Kay Giesecke is Professor of Management Science & Engineering at Stanford University. He is the Director of the Advanced Financial Technologies Laboratory and the Director of the Mathematical and Computational Finance Program. Kay is a member of the Institute for Computational and Mathematical Engineering. He serves on the Governing Board and Scientific Advisory Board of the Consortium for Data Analytics in Risk.
Kay is a financial engineer. He develops stochastic financial models, designs statistical methods for analyzing financial data, examines simulation and other numerical algorithms for solving the associated computational problems, and performs empirical analyses. Much of Kay’s work is driven by important applications in areas such as credit risk management, investment management, and, most recently, housing finance. His research has been funded by the National Science Foundation, JP Morgan, State Street, Morgan Stanley, American Express, and several other organizations.
Kay has published numerous articles in operations research, probability, and finance journals. He has coauthored five United States patents.
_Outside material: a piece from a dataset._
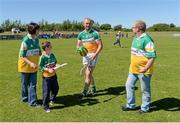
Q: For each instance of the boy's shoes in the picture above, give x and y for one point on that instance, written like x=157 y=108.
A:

He is an Editor of Management Science in the Finance Area and an Associate Editor for Mathematical Finance, Operations Research, SIAM Journal on Financial Mathematics, Finance and Stochastics, Mathematics and Financial Economics, Journal of Credit Risk, and Journal of Risk.
Kay’s papers have won the SIAM Financial Mathematics and Engineering Conference Paper Prize (2014), the Fama/DFA Prize for the Best Asset Pricing Paper in the Journal of Financial Economics (2011), and the Gauss Prize of the Society for Actuarial and Financial Mathematics of Germany (2003). Kay is the recipient of the Management Science & Engineering Graduate Teaching Award (2007), a DFG Postdoctoral Fellowship (2002-03), and a Deutsche Bundesbank Fellowship (2002).
Kay advises several financial technology startups and has been a consultant to banks, investment and risk management firms, governmental agencies, and supranational organizations.